Small-Scale Planning

Whether it's sending out an email newsletter, putting together a presentation for senior managers, or working on a special request for a client, many of us have to complete simple projects as part of our day-to-day responsibilities.

These small- to medium-sized projects may, at first glance, not seem to need much thought. But, occasionally, we can overlook a key step or "to do" item that can derail all our efforts.

For instance, how do you make sure that you've covered everything? Are there any actions that need to be taken early on in the project for it to succeed? And are you clear about when you need to do key tasks, in what sequence, to meet your deadline?

Find out more in this article, video and infographic.

Click here to view a transcript of this video.

Action Plans are simple lists of all of the tasks that you need to finish to meet an objective. They differ from To-Do Lists in that they focus on the achievement of a single goal.

Action Plans are useful, because they give you a framework for thinking about how you'll complete a project efficiently. They help you finish activities in a sensible order, and they help you ensure that you don't miss any key steps. Also, because you can see each task laid out, you can quickly decide which tasks you'll delegate or outsource, and which tasks you may be able to ignore.

Using Action Plans

Use an Action Plan whenever you need to plan a small project.

To draw one up, simply list the tasks that you need to carry out to achieve your objective, in the order that you need to complete them. (This is very simple, but it is still very useful!)

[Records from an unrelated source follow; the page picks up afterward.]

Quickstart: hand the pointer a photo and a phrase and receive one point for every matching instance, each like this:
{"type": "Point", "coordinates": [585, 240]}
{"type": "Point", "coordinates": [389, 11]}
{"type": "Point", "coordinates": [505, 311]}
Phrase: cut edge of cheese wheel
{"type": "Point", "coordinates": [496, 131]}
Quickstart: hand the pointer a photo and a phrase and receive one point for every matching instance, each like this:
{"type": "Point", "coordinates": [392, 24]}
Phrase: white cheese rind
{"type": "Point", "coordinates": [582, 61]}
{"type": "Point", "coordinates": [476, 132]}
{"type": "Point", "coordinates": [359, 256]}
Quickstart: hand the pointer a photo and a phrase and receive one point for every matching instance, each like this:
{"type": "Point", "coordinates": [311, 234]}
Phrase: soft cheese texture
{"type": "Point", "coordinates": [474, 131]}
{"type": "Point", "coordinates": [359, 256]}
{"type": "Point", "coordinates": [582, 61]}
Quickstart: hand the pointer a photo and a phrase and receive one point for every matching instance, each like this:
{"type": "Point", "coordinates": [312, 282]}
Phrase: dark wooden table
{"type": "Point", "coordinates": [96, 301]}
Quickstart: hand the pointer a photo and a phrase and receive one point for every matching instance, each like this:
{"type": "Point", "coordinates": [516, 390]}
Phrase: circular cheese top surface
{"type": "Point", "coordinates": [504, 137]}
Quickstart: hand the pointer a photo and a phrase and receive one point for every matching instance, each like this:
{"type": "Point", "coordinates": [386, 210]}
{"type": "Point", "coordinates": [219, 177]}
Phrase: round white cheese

Use the three-step process below to help you:

Step 1: Identify Tasks

Start by brainstorming all of the tasks that you need to complete to accomplish your objective.

It's helpful to start this process at the very beginning. What's the very first action you'll need to take? Once that task is complete, what comes next? Are there any steps that should be prioritized to meet specific deadlines, or because of limits on other people's availability?

Step 2: Analyze and Delegate Tasks

Now that you can see the entire project from beginning to end, look at each task in greater detail.

Are there any steps that you could drop, but still meet your objective? Which tasks could you delegate to someone else on your team, or could be dealt with by a freelancer? Are there any deadlines for specific steps? Do you need to arrange additional resources?

Step 3: Double-Check With SCHEMES

Use the SCHEMES* mnemonic to check that your plan is comprehensive.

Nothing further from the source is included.